Anomalous stone group, Glentanedowney, Co. Cork
Co. Cork |
Stone Monuments
On a gentle slope in the Owentaraglin River valley in north Cork, a loose arc of low stones protrudes from pasture ground, and nobody is entirely sure what they are.
That uncertainty is the most interesting thing about them. Most stone groupings in the Irish landscape, however eroded or fragmentary, can eventually be assigned to a recognised category, whether a collapsed stone circle, a burial monument, a field boundary, or the remnant of a cashel wall. This one resists that tidiness.

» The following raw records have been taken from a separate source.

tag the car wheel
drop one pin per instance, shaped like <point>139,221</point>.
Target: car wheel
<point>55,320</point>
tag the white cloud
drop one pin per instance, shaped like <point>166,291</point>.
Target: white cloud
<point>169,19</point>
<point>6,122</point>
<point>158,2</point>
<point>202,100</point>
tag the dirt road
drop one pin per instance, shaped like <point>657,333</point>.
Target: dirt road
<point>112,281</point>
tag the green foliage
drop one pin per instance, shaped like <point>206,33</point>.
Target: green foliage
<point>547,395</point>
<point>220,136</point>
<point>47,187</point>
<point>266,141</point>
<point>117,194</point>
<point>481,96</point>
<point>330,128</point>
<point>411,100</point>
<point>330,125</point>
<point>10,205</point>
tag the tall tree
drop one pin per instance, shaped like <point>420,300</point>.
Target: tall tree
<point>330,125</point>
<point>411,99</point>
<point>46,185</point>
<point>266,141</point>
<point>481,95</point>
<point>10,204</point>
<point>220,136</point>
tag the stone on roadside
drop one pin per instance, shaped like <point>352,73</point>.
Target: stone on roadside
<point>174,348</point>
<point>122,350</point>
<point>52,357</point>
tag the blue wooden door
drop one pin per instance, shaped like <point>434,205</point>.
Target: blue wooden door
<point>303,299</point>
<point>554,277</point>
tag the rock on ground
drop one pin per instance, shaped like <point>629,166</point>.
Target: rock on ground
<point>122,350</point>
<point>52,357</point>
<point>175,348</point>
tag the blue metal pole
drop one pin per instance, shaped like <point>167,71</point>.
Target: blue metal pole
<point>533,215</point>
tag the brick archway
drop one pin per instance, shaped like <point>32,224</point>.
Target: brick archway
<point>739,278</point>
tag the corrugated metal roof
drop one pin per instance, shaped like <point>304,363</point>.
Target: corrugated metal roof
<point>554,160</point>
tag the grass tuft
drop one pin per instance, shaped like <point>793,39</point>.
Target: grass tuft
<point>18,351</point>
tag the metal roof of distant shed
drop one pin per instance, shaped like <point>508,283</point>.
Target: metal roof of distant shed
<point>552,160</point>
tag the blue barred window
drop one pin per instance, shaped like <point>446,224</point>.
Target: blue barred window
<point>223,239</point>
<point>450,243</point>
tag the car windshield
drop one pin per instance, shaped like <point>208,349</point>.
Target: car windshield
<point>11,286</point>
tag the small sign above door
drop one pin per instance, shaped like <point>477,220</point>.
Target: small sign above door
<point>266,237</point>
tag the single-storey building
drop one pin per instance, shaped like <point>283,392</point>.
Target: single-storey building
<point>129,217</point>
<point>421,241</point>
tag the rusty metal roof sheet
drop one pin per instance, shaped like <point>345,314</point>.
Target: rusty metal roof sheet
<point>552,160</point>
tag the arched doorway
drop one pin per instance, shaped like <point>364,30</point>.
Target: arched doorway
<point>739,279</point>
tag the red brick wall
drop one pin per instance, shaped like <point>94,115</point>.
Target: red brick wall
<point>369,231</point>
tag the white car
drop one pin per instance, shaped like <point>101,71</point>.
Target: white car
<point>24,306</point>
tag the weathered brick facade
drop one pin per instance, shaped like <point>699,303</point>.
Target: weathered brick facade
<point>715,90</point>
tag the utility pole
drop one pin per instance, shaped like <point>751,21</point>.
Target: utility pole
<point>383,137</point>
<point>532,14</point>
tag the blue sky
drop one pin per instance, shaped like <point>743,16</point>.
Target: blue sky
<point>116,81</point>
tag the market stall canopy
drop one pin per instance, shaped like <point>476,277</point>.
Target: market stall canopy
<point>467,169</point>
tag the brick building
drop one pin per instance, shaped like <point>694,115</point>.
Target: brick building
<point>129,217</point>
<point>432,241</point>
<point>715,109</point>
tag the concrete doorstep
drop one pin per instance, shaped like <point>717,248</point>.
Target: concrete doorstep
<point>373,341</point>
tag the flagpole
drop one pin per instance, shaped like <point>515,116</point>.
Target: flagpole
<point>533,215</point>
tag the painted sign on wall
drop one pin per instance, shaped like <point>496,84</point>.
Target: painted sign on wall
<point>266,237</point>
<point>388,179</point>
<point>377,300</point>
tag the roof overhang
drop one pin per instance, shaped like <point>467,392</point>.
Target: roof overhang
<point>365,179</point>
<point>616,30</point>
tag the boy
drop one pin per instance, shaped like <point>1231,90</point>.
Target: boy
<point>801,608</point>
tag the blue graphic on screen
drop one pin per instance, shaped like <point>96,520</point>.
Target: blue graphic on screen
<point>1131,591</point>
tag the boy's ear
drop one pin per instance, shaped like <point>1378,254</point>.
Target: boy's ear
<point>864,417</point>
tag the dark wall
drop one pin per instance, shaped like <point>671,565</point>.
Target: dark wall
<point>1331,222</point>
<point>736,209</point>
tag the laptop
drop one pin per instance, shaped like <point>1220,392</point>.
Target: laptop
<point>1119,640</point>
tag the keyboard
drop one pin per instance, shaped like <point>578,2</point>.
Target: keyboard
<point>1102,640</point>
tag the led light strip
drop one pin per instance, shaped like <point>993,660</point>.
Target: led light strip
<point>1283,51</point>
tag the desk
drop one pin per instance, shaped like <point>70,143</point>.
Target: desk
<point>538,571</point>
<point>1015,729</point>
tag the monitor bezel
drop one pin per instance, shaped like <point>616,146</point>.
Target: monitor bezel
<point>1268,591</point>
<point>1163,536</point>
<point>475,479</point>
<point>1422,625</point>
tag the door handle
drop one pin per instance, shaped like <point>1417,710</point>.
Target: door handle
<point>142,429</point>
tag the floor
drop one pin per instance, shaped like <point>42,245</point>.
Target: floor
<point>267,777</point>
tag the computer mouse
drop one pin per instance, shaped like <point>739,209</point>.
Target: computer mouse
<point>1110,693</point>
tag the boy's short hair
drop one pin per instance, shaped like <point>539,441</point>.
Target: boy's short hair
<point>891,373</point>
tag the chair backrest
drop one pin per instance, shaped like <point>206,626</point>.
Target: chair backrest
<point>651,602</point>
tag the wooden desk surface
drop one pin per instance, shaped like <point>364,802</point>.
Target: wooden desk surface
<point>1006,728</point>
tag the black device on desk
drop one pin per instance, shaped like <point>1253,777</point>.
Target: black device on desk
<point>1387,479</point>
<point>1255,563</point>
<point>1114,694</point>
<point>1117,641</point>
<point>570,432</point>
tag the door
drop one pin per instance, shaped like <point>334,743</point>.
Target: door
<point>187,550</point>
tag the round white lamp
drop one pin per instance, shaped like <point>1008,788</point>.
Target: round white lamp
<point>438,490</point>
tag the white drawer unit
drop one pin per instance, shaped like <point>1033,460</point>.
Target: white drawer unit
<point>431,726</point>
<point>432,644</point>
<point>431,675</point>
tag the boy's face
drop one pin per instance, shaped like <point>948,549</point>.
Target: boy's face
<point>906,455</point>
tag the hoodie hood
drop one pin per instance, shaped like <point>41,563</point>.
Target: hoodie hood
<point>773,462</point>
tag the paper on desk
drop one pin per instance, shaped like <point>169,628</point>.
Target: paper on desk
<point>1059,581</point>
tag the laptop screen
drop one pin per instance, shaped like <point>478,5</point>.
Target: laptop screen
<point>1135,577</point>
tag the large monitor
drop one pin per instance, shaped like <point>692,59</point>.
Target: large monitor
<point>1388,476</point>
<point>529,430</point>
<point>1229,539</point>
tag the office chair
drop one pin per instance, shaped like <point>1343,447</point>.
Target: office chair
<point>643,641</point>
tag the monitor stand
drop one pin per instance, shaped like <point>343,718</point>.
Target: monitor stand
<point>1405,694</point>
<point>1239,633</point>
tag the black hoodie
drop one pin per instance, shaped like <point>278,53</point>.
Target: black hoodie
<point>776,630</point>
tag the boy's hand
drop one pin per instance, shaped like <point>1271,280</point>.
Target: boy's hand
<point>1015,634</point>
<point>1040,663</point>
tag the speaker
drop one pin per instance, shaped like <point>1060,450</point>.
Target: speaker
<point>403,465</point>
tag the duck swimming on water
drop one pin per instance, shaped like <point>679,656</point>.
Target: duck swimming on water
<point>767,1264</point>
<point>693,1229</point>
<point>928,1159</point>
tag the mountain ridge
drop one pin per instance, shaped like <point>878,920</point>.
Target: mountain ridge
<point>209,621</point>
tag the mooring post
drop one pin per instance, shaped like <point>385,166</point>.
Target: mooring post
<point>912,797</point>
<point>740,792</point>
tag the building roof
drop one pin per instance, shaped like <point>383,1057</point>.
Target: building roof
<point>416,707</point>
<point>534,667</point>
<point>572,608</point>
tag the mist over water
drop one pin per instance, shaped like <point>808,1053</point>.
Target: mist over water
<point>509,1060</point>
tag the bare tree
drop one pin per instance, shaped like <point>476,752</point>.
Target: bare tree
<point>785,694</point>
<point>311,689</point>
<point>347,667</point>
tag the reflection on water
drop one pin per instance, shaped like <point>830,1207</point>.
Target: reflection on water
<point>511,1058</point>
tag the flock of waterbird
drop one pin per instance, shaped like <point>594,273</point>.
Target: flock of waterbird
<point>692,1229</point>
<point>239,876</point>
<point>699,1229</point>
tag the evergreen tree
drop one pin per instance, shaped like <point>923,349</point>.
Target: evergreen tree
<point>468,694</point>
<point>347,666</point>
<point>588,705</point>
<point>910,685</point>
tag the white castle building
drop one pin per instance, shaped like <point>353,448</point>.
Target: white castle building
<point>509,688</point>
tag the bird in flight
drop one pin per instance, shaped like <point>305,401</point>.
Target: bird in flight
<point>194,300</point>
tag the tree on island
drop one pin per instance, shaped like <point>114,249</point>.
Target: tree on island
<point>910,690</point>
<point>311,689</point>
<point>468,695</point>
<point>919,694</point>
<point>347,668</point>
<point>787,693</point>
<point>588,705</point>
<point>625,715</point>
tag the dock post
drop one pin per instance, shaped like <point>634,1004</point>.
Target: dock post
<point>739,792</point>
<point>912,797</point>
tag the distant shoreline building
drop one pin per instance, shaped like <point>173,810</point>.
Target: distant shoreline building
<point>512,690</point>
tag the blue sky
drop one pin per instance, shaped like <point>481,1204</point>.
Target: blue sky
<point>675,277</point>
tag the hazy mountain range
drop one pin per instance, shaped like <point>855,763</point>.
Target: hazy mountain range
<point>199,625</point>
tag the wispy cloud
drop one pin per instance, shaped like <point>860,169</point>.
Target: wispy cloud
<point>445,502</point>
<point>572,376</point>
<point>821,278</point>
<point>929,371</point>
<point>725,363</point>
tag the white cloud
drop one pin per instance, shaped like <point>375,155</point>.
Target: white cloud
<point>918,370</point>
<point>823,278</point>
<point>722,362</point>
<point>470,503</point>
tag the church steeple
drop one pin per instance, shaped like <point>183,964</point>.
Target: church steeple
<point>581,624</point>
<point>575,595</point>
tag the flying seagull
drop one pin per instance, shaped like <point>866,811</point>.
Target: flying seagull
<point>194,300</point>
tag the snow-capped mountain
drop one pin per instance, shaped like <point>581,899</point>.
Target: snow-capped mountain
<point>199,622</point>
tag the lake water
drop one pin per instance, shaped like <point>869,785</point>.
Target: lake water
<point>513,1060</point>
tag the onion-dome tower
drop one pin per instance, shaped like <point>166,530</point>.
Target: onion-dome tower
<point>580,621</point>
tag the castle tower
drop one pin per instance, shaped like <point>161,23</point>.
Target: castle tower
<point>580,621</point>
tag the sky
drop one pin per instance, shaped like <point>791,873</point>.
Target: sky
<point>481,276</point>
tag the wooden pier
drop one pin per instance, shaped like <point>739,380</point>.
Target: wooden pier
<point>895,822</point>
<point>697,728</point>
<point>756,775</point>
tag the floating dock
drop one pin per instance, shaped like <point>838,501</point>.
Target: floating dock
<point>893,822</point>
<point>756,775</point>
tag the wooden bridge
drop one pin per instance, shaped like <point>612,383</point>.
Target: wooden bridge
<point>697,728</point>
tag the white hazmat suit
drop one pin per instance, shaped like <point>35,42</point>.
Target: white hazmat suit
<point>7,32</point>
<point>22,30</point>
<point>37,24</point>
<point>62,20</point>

The arrangement was recorded by Ó Drisceoil in 1934, who counted nine stones in total and whose numbering system has been used by researchers ever since. Six of those stones are currently visible, forming a rough arc, each one low to the ground and relatively modest in scale. Stone 1, the largest, measures just over a metre in length and stands roughly 38 centimetres above the surface; others are considerably smaller, with Stone 9 barely clearing the ground at 11 centimetres. Their dimensions are consistent enough to suggest some deliberate arrangement, yet the possibility that the whole thing is a natural feature has not been ruled out. Paul Walsh, consulted on the matter, considered that a natural origin was plausible, which is not the same as confirmed, and leaves the question pleasingly open. An "anomalous stone group" is, in the language of field archaeology, a polite way of recording something that refuses to fit.